WHITE HOUSE — U.S. President Donald Trump on Monday announced he wants to see up to $1 trillion of tax savings over the next decade by a “sweeping transformation of the federal government’s technology.” Trump told the American Technology Advisory Council in the White House State Dining Room that “we’re embracing big change, bold thinking and outsider perspectives to transform government and make it the way it should be and at far less cost.”
A slew of high-tech heavyweights, some of whom have criticized President Donald Trump’s policies, huddled at the White House on Monday as the administration kicked off its “technology week.” The chief executive officers of 18 companies held meetings with White House and other Trump administration officials to generate ideas to attempt to transform and modernize government services.
“In addition to the trillion in cost we can take out, probably we can add another two trillion [dollars] on the numerator in terms of digital business by getting the public and the private sector in full cooperation under your administration,” Bill McDermott, the CEO of enterprise software company SAP, told Trump.
Also speaking to the group, one of the world’s most successful venture capitalists, John Doerr, contended that there is also a “trillion dollars of value locked up in government databases. The Kleiner Perkins chairman told the president that “if you set the data free the entrepreneurs are going to do the rest.”
Jeff Bezos, the founder of Amazon, the world’s largest online shopping retailer, recommended government, for its transformation, “use commercial technologies whenever possible” to save taxpayers’ money. He also said it was impossible to overstate that investment is needed in machine learning and artificial intelligence.
The CEO of cloud computing company VMware, Pat Gelsinger, echoed that, saying “we deeply believe that we need to be planting those seed corns for our children and grandchildren.”
Microsoft CEO Satya Nadella also agreed, saying increasing competitiveness could be achieved through government spending in research. And the native of India told the president the United States should maintain an “enlightened immigration policy,” noting he was the beneficiary of such a policy.
The corporate leaders at the table with the president on Monday cumulatively represented more than $3.5 trillion in market value, White House Press Secretary Sean Spicer told reporters.
“Today we've assembled a very impressive group of leaders from the private sector and are putting them to work here today to work on some of the country's biggest challenges that will make a very meaningful difference to a lot of its citizens,” White House senior advisor Jared Kushner said as the White House kicked off the day of meetings.
Kushner, who is President Donald Trump’s son-in-law, says the goal is to “work to modernize the government's technology infrastructure.”
There is outside skepticism about whether the president’s goal – at least in monetary terms – can be achieved.
“I do not understand how or where that trillion-dollar number comes from,” veteran Silicon Valley engineer Leslie Miley told VOA. “There is no basis for that claim so, as an engineer, I would not believe it until I saw a breakdown.”
The sprawling federal government maintains more than 6,000 data centers, some of the systems stretching back more than a half century.

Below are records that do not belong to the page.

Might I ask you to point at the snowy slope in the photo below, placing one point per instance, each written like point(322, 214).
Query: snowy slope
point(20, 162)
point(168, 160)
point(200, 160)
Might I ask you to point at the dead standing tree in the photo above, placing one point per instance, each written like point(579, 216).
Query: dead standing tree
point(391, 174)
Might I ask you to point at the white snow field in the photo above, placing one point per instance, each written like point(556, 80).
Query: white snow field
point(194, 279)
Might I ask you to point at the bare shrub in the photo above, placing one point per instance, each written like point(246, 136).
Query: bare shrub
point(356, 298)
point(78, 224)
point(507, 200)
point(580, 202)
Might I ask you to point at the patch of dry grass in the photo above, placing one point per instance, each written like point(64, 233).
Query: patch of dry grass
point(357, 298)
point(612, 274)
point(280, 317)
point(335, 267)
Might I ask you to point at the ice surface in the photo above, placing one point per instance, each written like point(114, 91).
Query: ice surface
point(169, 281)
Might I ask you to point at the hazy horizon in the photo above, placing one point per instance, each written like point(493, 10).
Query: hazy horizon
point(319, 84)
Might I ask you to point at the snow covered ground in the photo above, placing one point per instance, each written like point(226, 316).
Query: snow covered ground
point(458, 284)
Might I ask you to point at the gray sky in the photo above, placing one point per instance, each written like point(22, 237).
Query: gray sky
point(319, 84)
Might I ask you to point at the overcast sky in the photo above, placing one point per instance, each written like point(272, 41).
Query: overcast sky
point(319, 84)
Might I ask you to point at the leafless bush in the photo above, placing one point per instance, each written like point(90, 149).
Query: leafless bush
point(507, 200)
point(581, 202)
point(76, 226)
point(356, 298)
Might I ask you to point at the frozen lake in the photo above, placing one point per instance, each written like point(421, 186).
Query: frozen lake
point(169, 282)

The Department of Defense is still using floppy disks in some of its computer systems, Kushner noted.
Apple CEO Tim Cook told Trump that computer coding should be a required subject in every public school and that “the U.S. should have the most modern government in the world, and today it doesn’t.”
“Tim Cook is right, we should,” Miley, who has worked at Apple, Google, Slack and Twitter, told VOA. “However, with key leadership positions in the government unfilled, it's going to be difficult getting a strategy in place and executed.”

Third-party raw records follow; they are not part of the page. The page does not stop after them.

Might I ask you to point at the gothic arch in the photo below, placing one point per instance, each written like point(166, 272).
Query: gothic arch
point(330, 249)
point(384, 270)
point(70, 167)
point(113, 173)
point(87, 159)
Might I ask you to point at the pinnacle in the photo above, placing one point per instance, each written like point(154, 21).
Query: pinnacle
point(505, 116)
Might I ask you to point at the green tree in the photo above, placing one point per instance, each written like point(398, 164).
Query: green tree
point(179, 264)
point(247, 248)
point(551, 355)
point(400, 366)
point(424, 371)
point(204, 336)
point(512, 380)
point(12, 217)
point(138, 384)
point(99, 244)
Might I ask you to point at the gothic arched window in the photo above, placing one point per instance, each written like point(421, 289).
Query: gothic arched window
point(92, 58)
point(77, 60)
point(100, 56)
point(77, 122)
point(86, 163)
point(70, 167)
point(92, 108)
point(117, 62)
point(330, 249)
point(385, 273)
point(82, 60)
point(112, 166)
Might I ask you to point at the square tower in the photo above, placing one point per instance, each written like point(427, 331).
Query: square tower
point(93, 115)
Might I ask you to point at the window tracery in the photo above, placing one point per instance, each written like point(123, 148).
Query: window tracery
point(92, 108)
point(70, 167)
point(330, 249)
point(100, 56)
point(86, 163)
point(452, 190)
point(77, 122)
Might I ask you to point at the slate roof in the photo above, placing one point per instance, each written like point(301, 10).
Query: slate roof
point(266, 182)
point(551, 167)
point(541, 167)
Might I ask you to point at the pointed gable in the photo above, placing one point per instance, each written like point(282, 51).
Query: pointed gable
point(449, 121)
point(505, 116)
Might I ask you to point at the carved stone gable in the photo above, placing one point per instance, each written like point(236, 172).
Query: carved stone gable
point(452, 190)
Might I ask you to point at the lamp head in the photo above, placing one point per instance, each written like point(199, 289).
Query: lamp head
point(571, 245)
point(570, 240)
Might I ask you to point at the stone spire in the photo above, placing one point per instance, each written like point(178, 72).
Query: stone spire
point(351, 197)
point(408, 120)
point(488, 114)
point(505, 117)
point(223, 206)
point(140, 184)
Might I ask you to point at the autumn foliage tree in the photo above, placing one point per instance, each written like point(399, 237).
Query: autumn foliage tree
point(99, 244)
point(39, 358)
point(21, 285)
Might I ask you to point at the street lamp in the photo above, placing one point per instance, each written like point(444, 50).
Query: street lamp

Monday’s White House event included working sessions over four hours focused on citizen services, cloud computing, analytics, cybersecurity, big data, purchasing and contract reform, talent recruitment and retraining, government and private sector partnerships, H1-B Visas and future trends, according to a White House official.
Other prominent administration participants included Vice President Mike Pence, National Security Advisor Gen. H.R. McMaster, Homeland Security Advisor Tom Bossert, Office of Management and Budget Director Mick Mulvaney and three cabinet secretaries: Steven Mnuchin of Treasury, John Kelly of Homeland Security and Wilbur Ross of Commerce. Other participating Silicon Valley chief executives included Eric Schmidt of Alphabet (parent company of Google), Brian Krzanich of Intel, Steven Mollenkopf of Qualcomm, Shantanu Narayen of Adobe and Ginni Rometty of IBM. Several of those attending on Monday also were at a similar meeting Trump convened last December before his presidential inauguration. Notably absent from this second meeting was Elon Musk, the chief executive of Tesla and SpaceX, who recently quit as an outside economic advisor to the president in protest of Trump’s decision to withdraw from the Paris Agreement on climate change.